Hawa nafsu teologis, atau hawa nafsu beragama adalah “hasrat diri” memanfaatkan agama sesuai dengan kemauan dan kepentingan dirinya sendiri. Seperti membenarkan kezhaliman mengatasnamakan agama demi tujuan-tujuan seperti politik/kekuasaan.
Jadi, islamophobia itu tumbuh karena ulah umat dalam beragama ketika dipenuhi dengan hawa nafsu. Maka, di sinilah pentingnya memerangi islamophobia, yakni dengan mereduksi akarnya. Sebagaimana, ada 3 esensi puasa yang dapat mereduksi akar-akar islamophobia itu sendiri.
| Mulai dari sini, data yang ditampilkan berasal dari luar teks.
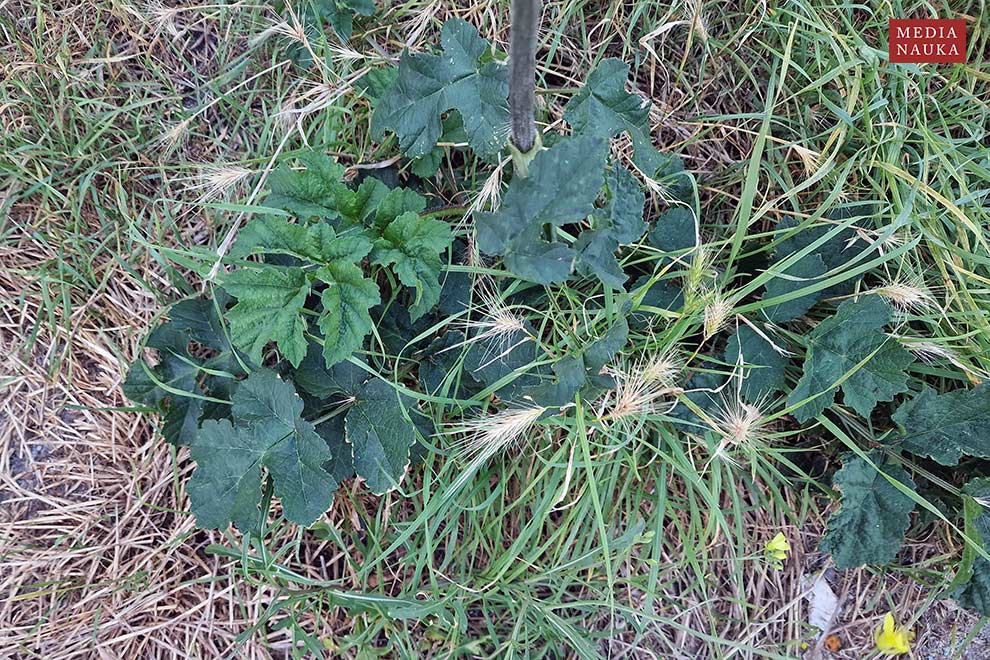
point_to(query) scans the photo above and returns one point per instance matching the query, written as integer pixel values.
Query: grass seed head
(909, 295)
(483, 437)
Pertama, puasa sebagai medium dalam memerangi hawa nafsu merasa paling benar, utamanya dalam beragama. Sifat/sikap/perilaku merasa paling benar dalam beragama adalah “akar” dari munculnya Islamophobia itu sendiri. Mengapa? karena menganggap mereka yang berbeda agama itu keliru, sesat, tak benar dan bahkan dianggap kelompok yang perlu dibinasakan dengan dalih “memerangi orang kafir”.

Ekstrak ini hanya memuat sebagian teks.